Śaṅkara and Bhāskara, two of the most well-known Vedānta scholars, in their respective commentaries on the Brahmasūtra quote the same verse, whose source is unknown, with regard to a transmigrating body, or puryaṣṭaka. The term puryaṣṭaka, which is found in Vedānta, dharmaśāstra, and Śaiva texts, literally means “eightfold fortress (purī),” but its eight components are interpreted differently by scholars including Śaṅkara and Bhāskara. This paper tries to clarify Śaṅkara’s and Bhāskara’s interpretations of these eight components in their respective commentaries on the Brahmasūtra, and furthermore aims to examine the source of the verse.
Śaṅkara, who does not specify the eight components, quotes a passage from the Br̥hadāraṇyakopaniṣad saying “indeed hands are graspers (graha)” (3.2.8), and interprets the term “graspers” as “bondage” (bandha) before quoting the verse in his commentary on Brahmasūtra 2.4.6, in which the number of prāṇa (vital functions) is dealt with. Considering Br̥hadāraṇyakopaniṣad 3.2.1–9, in which eight “graspers” are mentioned, we can conclude from context that Śaṅkara understands the components of puryaṣṭaka to be these eight graspers, namely, prāṇa (i.e., the olfactory function), the taste function, the vocal function, the visual function, the manas, hands, and the tactile function.
Bhāskara, on the other hand, mentions these eight components as the five vital airs (prāṇa, apāna, vyāna, udāna, and samāna), the faculty of eleven organs, and the intellect (buddhi). In addition, considering Bhāskara’s conception of the components of a “soul” enveloped by a “subtle body,” we might safely assume that Bhāskara interprets the components of puryaṣṭaka as the five vital airs, the ten organs, manas, and the intellect. The validity of this interpretation is verified by a correspondence to the seventeen components of transmigrating liṅga, which are often mentioned in Vedānta texts, namely, the five vital airs, the five cognitive organs, the five motor organs, the intellect, and the manas.
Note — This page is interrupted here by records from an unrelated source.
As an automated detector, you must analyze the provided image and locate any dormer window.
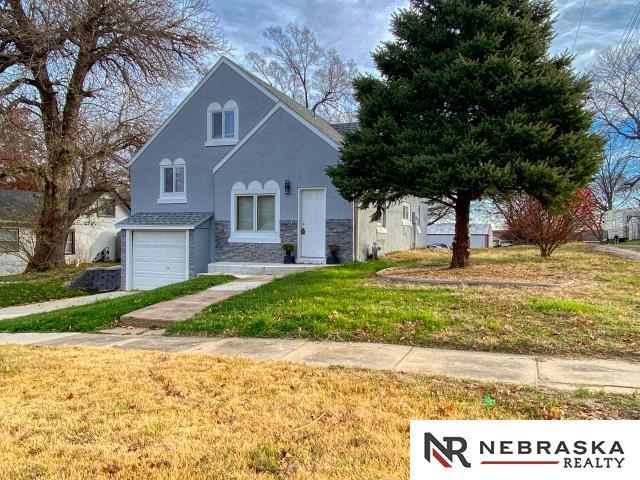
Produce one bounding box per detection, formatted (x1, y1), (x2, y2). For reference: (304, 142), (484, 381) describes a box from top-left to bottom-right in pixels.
(205, 100), (238, 146)
(158, 158), (187, 203)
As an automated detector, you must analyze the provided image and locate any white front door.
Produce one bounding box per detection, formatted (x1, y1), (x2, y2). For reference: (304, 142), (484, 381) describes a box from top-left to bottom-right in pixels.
(132, 230), (187, 290)
(298, 188), (326, 263)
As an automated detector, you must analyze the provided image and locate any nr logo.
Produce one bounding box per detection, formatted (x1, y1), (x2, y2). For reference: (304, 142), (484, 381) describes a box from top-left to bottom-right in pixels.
(424, 432), (471, 468)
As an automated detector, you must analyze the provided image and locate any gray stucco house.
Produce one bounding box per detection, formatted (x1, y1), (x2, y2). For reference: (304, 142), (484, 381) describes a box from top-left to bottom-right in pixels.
(118, 57), (425, 290)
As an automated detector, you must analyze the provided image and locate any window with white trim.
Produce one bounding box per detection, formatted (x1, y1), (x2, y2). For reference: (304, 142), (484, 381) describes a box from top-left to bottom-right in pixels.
(205, 100), (239, 146)
(64, 228), (76, 255)
(376, 208), (387, 233)
(158, 158), (187, 203)
(229, 180), (280, 243)
(401, 202), (411, 225)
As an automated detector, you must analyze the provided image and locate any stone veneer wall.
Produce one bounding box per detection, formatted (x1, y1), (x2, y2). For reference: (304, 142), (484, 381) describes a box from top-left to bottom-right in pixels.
(215, 220), (298, 263)
(215, 220), (353, 263)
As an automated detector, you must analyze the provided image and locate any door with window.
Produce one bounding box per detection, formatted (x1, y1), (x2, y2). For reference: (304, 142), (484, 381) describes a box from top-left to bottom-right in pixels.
(298, 188), (326, 263)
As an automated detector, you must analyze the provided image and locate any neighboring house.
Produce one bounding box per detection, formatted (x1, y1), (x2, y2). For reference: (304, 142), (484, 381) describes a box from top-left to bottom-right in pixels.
(491, 229), (516, 247)
(427, 223), (494, 248)
(603, 208), (640, 241)
(118, 57), (424, 289)
(0, 190), (129, 275)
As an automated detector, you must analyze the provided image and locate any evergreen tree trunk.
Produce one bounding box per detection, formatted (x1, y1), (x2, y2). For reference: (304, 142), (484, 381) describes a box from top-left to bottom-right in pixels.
(26, 174), (73, 272)
(449, 194), (471, 268)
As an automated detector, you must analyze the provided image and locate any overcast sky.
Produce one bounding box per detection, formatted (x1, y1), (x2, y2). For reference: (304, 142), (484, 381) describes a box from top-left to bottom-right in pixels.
(211, 0), (637, 71)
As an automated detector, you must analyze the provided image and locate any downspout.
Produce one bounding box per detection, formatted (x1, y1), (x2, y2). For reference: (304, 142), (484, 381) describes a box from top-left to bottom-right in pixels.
(351, 202), (359, 262)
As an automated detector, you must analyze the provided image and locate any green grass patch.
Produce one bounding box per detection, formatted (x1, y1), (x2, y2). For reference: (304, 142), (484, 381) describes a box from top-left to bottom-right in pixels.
(0, 263), (120, 308)
(533, 298), (600, 313)
(0, 275), (233, 332)
(0, 282), (95, 308)
(170, 262), (456, 343)
(169, 244), (640, 360)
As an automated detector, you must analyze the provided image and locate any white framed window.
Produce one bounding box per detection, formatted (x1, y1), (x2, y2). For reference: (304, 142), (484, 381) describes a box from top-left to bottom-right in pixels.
(400, 202), (411, 225)
(229, 180), (280, 243)
(64, 228), (76, 255)
(205, 100), (240, 147)
(158, 158), (187, 203)
(376, 208), (387, 233)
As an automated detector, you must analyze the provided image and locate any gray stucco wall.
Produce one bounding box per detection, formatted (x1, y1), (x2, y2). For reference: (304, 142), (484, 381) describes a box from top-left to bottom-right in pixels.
(357, 197), (427, 260)
(214, 110), (351, 221)
(194, 221), (212, 273)
(130, 64), (274, 213)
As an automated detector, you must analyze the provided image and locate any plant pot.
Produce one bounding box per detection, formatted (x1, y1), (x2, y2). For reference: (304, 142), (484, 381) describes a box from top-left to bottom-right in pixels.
(327, 255), (340, 265)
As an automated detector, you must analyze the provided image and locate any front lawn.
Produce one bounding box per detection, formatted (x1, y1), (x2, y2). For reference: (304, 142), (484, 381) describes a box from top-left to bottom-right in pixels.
(170, 248), (640, 360)
(0, 264), (108, 308)
(0, 346), (640, 480)
(0, 275), (233, 332)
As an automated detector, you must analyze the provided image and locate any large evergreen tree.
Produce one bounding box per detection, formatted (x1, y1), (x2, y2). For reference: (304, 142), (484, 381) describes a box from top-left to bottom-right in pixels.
(328, 0), (602, 268)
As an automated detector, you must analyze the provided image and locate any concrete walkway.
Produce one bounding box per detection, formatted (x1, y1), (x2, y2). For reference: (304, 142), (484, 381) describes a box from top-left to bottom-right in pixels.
(120, 275), (273, 328)
(0, 291), (132, 320)
(0, 327), (640, 393)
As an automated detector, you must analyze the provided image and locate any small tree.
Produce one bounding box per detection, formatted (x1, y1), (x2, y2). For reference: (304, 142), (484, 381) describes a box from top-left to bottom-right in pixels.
(495, 194), (589, 258)
(246, 23), (358, 121)
(328, 0), (602, 268)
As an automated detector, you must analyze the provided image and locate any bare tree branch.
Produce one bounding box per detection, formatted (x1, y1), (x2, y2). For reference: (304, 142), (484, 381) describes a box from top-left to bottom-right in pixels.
(246, 23), (358, 122)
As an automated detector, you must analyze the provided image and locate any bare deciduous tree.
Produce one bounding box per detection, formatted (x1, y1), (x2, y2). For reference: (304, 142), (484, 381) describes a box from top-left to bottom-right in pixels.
(589, 44), (640, 140)
(246, 23), (358, 121)
(495, 194), (585, 257)
(0, 0), (226, 270)
(591, 133), (640, 213)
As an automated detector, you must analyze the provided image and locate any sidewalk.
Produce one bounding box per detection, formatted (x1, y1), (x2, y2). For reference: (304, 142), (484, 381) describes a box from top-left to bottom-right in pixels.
(0, 328), (640, 394)
(0, 291), (133, 320)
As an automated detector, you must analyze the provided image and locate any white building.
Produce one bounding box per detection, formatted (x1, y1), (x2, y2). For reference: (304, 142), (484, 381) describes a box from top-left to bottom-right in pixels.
(427, 223), (493, 248)
(604, 208), (640, 241)
(0, 190), (129, 275)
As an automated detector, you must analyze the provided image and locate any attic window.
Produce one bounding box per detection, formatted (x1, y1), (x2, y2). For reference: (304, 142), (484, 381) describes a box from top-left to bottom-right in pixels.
(158, 158), (187, 203)
(205, 100), (239, 147)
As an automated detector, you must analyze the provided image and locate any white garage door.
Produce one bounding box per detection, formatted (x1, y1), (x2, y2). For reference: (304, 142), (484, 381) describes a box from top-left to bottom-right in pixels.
(131, 230), (187, 290)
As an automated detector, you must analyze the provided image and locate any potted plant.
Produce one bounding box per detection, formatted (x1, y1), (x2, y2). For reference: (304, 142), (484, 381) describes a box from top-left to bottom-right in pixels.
(282, 243), (296, 263)
(327, 245), (340, 265)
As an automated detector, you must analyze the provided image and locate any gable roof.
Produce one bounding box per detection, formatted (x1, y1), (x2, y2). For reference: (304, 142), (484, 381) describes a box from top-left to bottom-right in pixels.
(127, 56), (342, 167)
(236, 65), (342, 144)
(331, 122), (360, 135)
(427, 223), (491, 235)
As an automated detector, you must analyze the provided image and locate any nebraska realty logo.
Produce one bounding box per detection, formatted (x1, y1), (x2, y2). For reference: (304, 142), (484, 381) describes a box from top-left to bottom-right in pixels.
(411, 420), (640, 480)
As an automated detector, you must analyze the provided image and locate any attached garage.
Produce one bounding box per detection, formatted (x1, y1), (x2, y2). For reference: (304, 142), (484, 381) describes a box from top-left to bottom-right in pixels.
(117, 212), (212, 290)
(131, 230), (189, 290)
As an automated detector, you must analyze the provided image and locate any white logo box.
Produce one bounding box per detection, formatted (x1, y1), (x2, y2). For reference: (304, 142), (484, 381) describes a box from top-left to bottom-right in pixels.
(410, 420), (640, 480)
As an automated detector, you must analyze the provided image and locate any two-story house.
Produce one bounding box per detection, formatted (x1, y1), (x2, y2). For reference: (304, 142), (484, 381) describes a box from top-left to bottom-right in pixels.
(118, 57), (424, 290)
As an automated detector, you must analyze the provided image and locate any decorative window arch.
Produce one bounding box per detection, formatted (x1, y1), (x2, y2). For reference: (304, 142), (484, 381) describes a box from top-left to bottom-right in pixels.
(158, 157), (187, 203)
(205, 100), (240, 146)
(229, 180), (280, 243)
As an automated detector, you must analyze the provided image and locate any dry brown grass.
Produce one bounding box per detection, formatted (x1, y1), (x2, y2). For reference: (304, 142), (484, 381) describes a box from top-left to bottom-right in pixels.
(0, 347), (640, 479)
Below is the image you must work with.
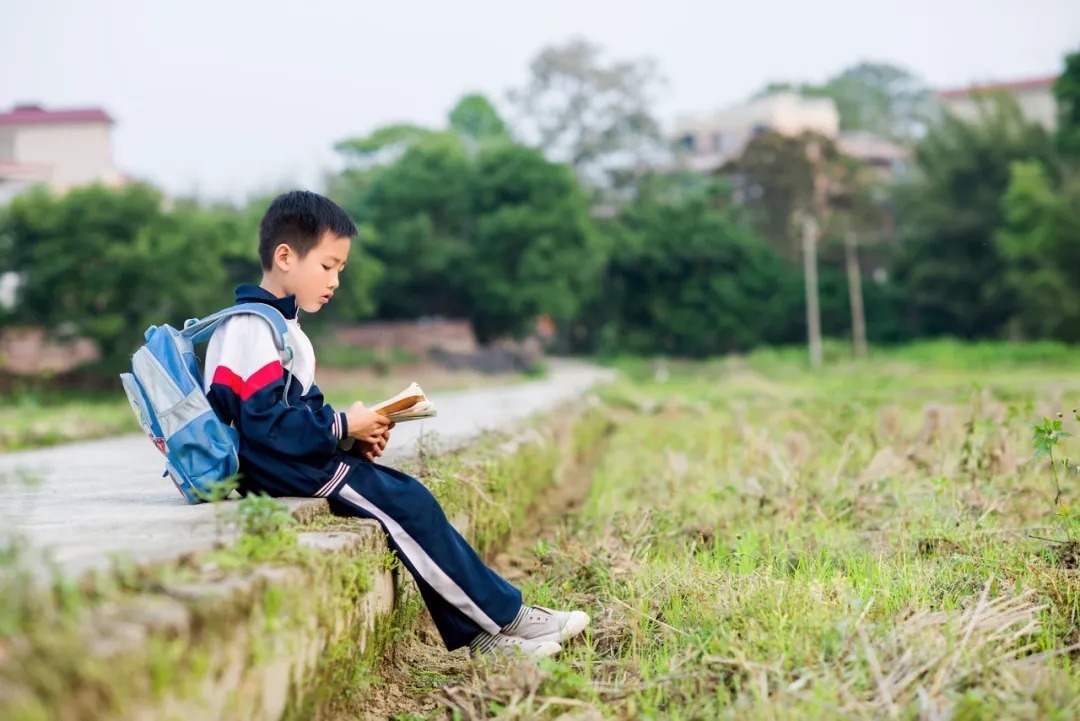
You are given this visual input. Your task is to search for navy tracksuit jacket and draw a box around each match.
[205,285,522,650]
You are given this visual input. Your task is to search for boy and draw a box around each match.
[205,191,589,659]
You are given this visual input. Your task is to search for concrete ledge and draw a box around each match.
[0,519,396,721]
[0,375,622,721]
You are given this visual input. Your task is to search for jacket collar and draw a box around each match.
[237,283,300,319]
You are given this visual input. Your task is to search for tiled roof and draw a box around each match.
[0,105,112,125]
[937,76,1057,98]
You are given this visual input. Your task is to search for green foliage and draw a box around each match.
[510,38,662,188]
[895,96,1052,338]
[592,174,797,355]
[1054,51,1080,159]
[449,93,510,142]
[1031,418,1072,458]
[996,161,1080,342]
[0,185,232,368]
[0,183,380,375]
[339,112,604,341]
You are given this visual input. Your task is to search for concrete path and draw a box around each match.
[0,362,612,574]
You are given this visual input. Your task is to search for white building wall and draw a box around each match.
[11,122,119,190]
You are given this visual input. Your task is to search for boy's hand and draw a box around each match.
[345,400,391,445]
[356,421,397,462]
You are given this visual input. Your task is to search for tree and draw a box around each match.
[358,133,472,318]
[996,162,1080,342]
[895,96,1052,338]
[0,185,232,371]
[449,93,510,142]
[510,39,663,188]
[460,142,607,341]
[590,177,800,356]
[1054,51,1080,159]
[335,95,604,342]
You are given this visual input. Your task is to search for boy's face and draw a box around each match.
[274,231,352,313]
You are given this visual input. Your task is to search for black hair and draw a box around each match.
[259,190,356,270]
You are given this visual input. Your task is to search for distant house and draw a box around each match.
[937,76,1057,132]
[674,92,840,173]
[674,92,907,180]
[0,105,123,204]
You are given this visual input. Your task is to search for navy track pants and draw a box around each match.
[318,459,522,651]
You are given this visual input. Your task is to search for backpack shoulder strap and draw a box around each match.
[180,303,291,353]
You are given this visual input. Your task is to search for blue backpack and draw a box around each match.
[120,303,293,503]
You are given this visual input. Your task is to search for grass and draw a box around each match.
[442,343,1080,719]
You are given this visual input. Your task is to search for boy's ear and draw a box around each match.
[273,243,296,270]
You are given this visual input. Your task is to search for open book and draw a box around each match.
[372,383,437,423]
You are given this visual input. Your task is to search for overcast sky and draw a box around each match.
[0,0,1080,198]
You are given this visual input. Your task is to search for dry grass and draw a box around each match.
[369,349,1080,719]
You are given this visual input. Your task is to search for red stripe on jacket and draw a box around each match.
[211,361,284,400]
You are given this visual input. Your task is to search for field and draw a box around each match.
[384,344,1080,719]
[0,358,523,452]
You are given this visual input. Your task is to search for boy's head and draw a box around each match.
[259,190,356,313]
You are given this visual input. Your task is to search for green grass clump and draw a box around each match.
[475,342,1080,719]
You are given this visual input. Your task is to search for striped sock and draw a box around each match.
[469,631,498,653]
[502,606,532,634]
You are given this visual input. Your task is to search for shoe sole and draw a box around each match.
[469,641,563,661]
[529,611,590,643]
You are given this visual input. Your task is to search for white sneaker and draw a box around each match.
[469,631,563,661]
[502,606,589,643]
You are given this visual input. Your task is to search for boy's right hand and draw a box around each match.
[345,400,390,444]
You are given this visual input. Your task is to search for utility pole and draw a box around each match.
[843,230,866,358]
[802,215,821,368]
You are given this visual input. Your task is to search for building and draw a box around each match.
[675,92,840,173]
[937,76,1057,132]
[675,92,907,180]
[0,105,122,204]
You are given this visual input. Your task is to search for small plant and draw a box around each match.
[1031,411,1080,506]
[237,493,296,539]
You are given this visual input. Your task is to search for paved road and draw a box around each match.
[0,362,610,573]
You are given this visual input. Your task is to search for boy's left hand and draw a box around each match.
[356,422,397,462]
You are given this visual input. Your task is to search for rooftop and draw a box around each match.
[0,105,112,125]
[937,76,1057,98]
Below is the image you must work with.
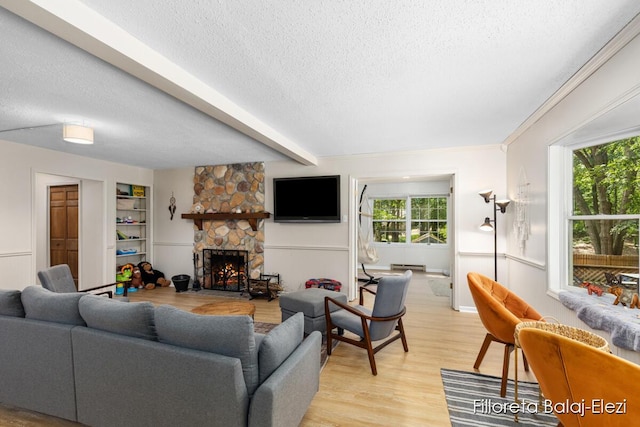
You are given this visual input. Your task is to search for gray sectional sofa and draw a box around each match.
[0,286,321,427]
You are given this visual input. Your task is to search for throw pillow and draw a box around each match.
[79,294,157,341]
[0,289,24,317]
[21,286,85,326]
[258,312,304,384]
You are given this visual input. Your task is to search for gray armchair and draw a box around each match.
[324,270,413,375]
[38,264,114,298]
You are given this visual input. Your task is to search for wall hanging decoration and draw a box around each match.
[169,192,176,221]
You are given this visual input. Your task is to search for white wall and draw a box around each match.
[153,167,195,279]
[0,140,153,289]
[265,146,506,308]
[154,145,506,308]
[507,30,640,361]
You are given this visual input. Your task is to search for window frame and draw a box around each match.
[369,193,451,247]
[546,139,640,298]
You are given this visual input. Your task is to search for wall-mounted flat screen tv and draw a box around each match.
[273,175,340,222]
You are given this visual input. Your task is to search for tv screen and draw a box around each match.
[273,175,340,222]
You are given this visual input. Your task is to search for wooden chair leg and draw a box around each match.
[473,334,493,369]
[500,344,514,397]
[522,351,529,372]
[396,318,409,353]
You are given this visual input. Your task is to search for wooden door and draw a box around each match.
[49,185,78,288]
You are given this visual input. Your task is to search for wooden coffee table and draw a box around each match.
[191,301,256,318]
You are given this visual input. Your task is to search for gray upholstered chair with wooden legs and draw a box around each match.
[38,264,114,298]
[324,270,413,375]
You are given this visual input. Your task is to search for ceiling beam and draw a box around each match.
[0,0,318,165]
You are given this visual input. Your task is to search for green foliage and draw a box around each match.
[373,197,447,244]
[573,136,640,255]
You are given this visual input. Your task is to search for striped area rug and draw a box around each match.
[440,369,558,427]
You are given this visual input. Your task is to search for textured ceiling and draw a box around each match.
[0,0,640,168]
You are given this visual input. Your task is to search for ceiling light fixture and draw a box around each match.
[62,124,93,144]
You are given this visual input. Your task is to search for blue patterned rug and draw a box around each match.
[440,369,558,427]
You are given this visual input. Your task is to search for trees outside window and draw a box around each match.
[372,196,448,244]
[568,136,640,285]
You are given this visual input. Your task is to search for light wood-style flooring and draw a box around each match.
[0,272,535,427]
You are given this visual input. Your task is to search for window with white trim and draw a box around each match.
[549,136,640,292]
[372,196,449,245]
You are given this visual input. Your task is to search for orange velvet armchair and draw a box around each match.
[467,272,542,397]
[518,327,640,427]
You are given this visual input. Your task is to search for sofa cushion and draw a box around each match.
[21,286,85,326]
[155,305,259,395]
[258,312,304,384]
[79,294,157,341]
[0,289,24,317]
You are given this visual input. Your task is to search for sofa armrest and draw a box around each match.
[248,331,322,427]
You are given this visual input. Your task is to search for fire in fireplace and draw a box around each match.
[202,249,249,292]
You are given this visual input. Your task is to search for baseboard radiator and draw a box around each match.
[391,264,427,271]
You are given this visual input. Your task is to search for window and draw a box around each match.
[372,196,448,244]
[549,136,640,292]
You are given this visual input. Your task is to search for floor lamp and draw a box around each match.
[479,190,511,282]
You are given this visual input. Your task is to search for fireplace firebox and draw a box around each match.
[202,249,249,292]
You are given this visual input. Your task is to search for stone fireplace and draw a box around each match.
[202,249,249,292]
[191,162,265,291]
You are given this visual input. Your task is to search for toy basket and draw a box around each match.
[513,319,611,353]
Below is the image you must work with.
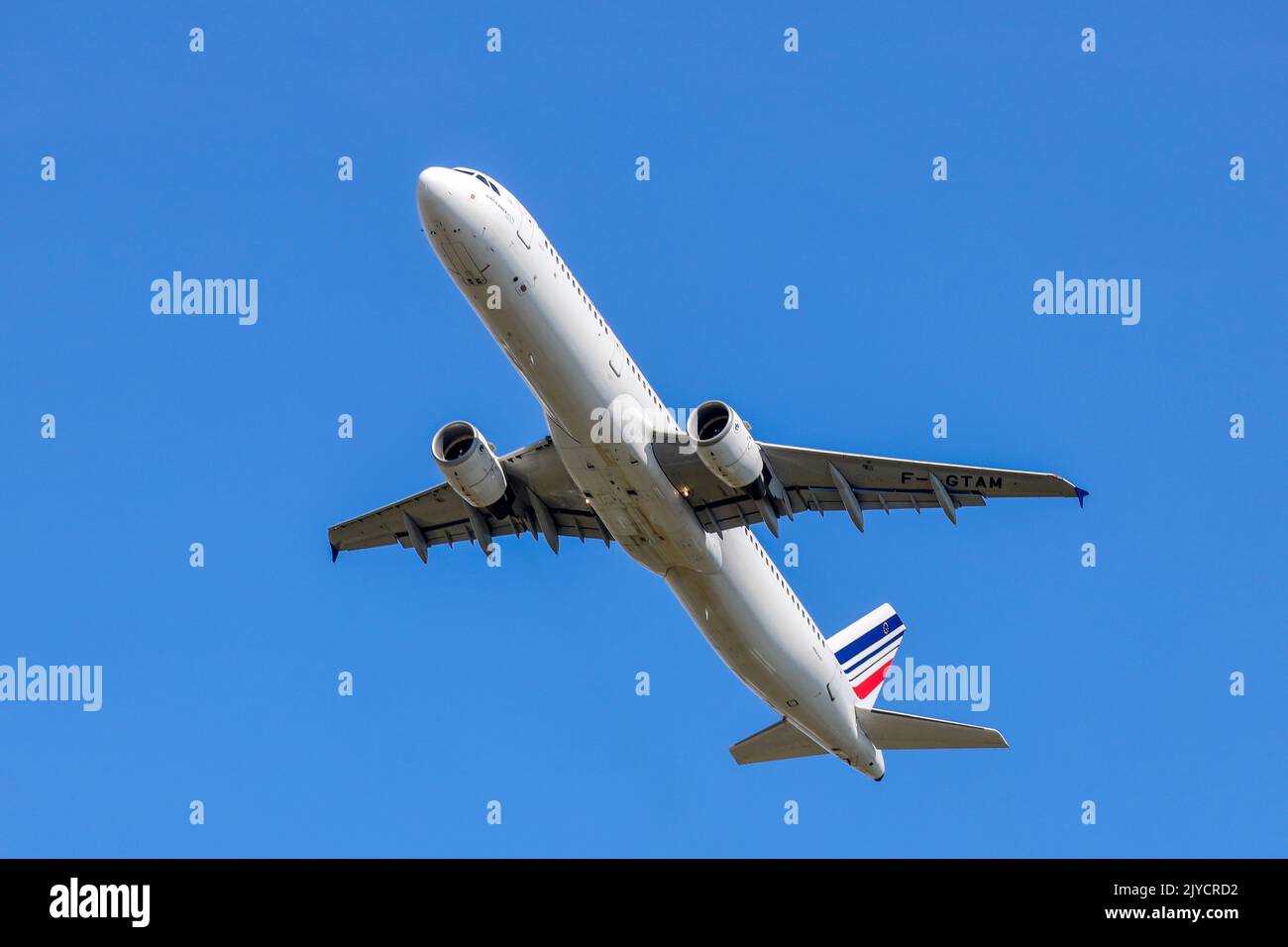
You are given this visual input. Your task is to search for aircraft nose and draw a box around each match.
[416,167,460,223]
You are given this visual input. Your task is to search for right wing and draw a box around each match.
[327,437,612,561]
[854,707,1009,750]
[653,442,1087,535]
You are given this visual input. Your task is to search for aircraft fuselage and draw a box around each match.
[417,167,885,780]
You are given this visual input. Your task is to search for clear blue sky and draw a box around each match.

As for the source of this verse, Śaṅkara quotes it from a smr̥ti, while Bhāskara attributes it to paurāṇikāḥ, while in their respective commentaries on the Mānavadharmaśāstra Medhātithi quotes it from a purāṇa, while Kullūka introduces it as “brahmapurāṇe.” However, in the presently available Brahmapurāṇa, this verse cannot be found. Lakṣmīdhara in his Kr̥tyakalpataru introduces the verse as “brahmāṇḍapurāṇe,” and, while the latter half of this passage is found in Brahmāṇḍapurāṇa 4.3.55, the first half, which contains the puryaṣṭaka in question, is missing. The same applies to Vāyupurāṇa 102.75cd–76ab, which parallels Brahmāṇḍapurāṇa 4.3.55. Taking a recent study by Kengo Harimoto into account, which shows that the purāṇa text known to Śaṅkara is a common ancestor of the Vāyupurāṇa and the Brahmāṇḍapurāṇa, it is possible that Śaṅkara is quoting this verse from this ancestral text. If this is true, it shows that the term puryaṣṭaka is an old expression dating back to the era before the composition of this ancestral text. Furthermore, we can conclude that Śaṅkara’s unique interpretation of the components of puryaṣṭaka implies that he was unfamiliar with the interpretation of it corresponding to the seventeen components of transmigrating liṅga.